Se chiamassi i vigili urbani per sincerarmene? Salve, buongiorno, scusate se vi disturbo, ma vorrei…constatare le
condizioni da salute di un gallo (cittadino, ehm, un gallo cittadino.. lo so….è strano) che ha smesso di deliziarsi tutti noi del quartiere
con la sua voce, non sarà passato all’altra dimensione-ultraterrena dei galli?? Potete recarvi al suo civico… e visionare le sue condizioni?
No, non potrei mai fare una telefonata del genere, chiamerebbero per me un pronto-intervento psichiatrico, e mi
troverei  davanti una specie di E. Borgna, meno filosofico è più proattivo che, provvederebbe a farmi domande sulla mia condizione di salute mentale storica e attuale, per destinarmi poi a cure adeguate!
A proposito, ho scoperto che lo psichiatra E. Borgna ha scritto finanche un libro dal titolo: Elogio della depressione, oltre ad occuparsi delle tematiche della solitudine e della fragilità umana. Come
si può elogiare la depressione?? Ne sono incuriosita.

(Hello! O Buongiorno….cari amici vicini e lontani)

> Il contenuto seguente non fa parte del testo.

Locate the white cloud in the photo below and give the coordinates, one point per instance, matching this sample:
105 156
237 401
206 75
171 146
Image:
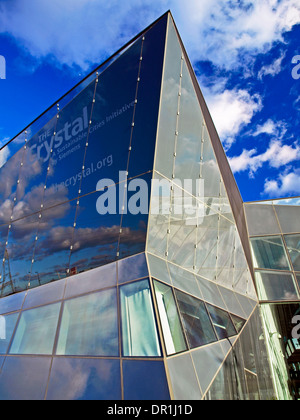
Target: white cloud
275 129
287 183
231 110
220 30
84 31
272 69
276 156
4 155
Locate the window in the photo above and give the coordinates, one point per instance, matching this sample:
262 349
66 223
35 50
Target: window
269 252
36 331
293 245
198 327
222 322
169 318
139 335
89 325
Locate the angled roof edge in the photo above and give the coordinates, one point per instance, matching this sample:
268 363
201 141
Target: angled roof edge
136 37
233 192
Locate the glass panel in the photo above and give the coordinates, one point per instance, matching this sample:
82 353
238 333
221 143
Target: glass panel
207 240
261 219
293 245
96 235
7 326
165 146
36 331
185 384
89 325
148 97
84 379
109 139
145 380
289 218
196 321
9 175
169 319
182 235
33 173
275 286
189 132
158 268
222 322
24 378
237 322
66 169
43 295
20 251
132 268
54 240
139 335
269 252
159 215
207 361
184 280
225 251
11 303
98 278
3 238
134 219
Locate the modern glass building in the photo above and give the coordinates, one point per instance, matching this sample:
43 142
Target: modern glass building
130 267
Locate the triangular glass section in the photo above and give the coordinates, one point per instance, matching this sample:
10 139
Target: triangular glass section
192 223
78 195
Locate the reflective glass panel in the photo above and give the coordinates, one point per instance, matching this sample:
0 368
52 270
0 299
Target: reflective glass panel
169 318
261 219
96 235
109 138
7 326
198 327
89 325
139 334
165 147
207 241
148 97
189 131
66 166
289 218
9 175
145 380
275 286
132 268
158 268
43 295
20 253
36 331
24 378
269 252
98 278
222 322
293 245
84 379
54 240
33 173
159 215
11 303
134 219
3 239
182 235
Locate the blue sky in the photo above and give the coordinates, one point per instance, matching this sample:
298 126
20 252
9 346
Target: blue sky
244 54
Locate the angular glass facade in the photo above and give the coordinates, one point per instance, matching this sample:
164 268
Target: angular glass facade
274 236
126 268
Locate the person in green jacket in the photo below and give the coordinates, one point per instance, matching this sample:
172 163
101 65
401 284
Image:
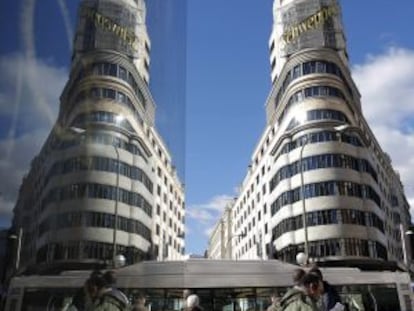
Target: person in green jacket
304 296
108 297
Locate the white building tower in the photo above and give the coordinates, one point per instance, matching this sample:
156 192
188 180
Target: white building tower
104 183
318 181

” Quando si vive soli, non si parla alta voce, e neppure si scrive ad alta voce:
si teme infatti la cava risonanza – la critica della ninfa Eco. E ogni voce suona diversa, nella solitudine!”     F. Nietzsche

Anche la propria?  Forse Nietzsche pensava di poter temere l’eco della propria voce nella solitudine, poichè dava adito a smarrimento mentale, ed estraneità ? Di certo il filosofo in questione, immerso nel suo periodo storico,  non poteva iniziare ad interloquire con la televisione, proprio come oggi facciamo spesso noi tutti… ormai, di fronte alla Tv e ai suoi innumerevoli programmi. Chi non ha mai ribattuto ad una frase, o ad un pensiero espresso da un presentatore di un telegiornale, mentre questo stava esponendo i fatti più salienti della giornata nel mondo? Io lo faccio spesso, a dire il vero, parlo da sola, si…! Parlo anche ad alta voce di fronte ad uno schermo dove appaiono presentatori, attori, speaker….Qualche volta questo  provoca un certo estraniamento o distorsione  della propria idea dell’acquisito equilibrio mentale… Ci fa sentire un po’ eccentrici e un po’ soli, ovvero esseri umani affetti dal comune morbo della solitudine…che però si affievolisce ed evapora non appena sentiamo la nostra ferma voce interiore o quella più dolce, e allegra di un/a amico/a, dopo lo squillo di un telefono.